Maybe Frank would have to go. He knew this particular walkthrough: in a stockman’s hat and camel’s hair coat, you stood next to your pigs and stared into their genetic future while waiting for the judge. He realized that this small investment notion had put him somewhere he had no business being. But even as he smiled at the picture of himself in his big hat at the pig show, he realized he’d better not miss it. He remembered that when he had partnered with Jerry, the bank had said they “had trouble seeing money for him.” He didn’t know how he had gotten into so much action with cows, pigs and chickens. If he got the little dish he could play the commodities on the satellite, but that was too fast, too dangerous. He’d seen many a good man taken down by one of those dishes, Old MacDonalds of the microchip.
Frank parked well beyond the show barns, among the stock trailers. He climbed out of his car, pushing his big lizard cowboy boots out ahead of him. Several 4-H kids had tied their animals to the sides of their trailers for a final grooming. There was a beautiful slick steer, half asleep, being painstakingly brushed by a girl in her teens; there was a self-important ram having his forelock combed by a boy in a cowboy hat, several unattended horses under blankets and hoods like big ghosts, all out in the parking area.

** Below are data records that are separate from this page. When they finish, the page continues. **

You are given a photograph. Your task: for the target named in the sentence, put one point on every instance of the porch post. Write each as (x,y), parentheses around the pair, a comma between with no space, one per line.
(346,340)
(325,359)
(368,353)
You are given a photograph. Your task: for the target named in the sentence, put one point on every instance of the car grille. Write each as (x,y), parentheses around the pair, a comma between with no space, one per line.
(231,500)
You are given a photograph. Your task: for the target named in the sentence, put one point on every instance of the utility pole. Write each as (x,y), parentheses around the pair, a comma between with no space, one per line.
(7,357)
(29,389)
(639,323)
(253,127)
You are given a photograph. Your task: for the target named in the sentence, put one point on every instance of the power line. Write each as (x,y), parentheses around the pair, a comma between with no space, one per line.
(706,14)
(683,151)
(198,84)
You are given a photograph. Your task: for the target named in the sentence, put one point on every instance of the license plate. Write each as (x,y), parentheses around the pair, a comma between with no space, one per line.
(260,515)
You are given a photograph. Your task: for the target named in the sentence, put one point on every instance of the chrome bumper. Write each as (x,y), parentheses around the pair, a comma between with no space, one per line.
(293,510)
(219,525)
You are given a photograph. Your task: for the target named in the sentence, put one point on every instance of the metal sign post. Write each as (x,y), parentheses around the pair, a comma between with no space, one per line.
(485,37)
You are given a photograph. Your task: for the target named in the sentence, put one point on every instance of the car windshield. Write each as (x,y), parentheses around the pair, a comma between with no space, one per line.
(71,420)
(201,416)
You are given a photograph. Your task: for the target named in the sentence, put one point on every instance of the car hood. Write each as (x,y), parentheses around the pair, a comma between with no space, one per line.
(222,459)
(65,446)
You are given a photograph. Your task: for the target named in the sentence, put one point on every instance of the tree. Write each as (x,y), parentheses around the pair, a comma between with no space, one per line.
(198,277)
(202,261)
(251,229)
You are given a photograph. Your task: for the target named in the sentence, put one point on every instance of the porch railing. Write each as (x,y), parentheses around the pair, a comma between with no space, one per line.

The stall barns were dark and smelled of straw bedding and dung. Here and there people were grooming their animals inside the stalls and portable radios played next to plastic trays of brushes, combs and hair spray. He felt first rate in his topcoat and big hat, eager to be among the pigs he co-owned, grand red Durocs he’d held to his chest as babies, now avatars of swine genetics the size of ponies, squinting with wiliness. He shot his coat cuff to look at his watch: he was just in time for the theoretical heart of pork belly futures as understood in the northern Rockies.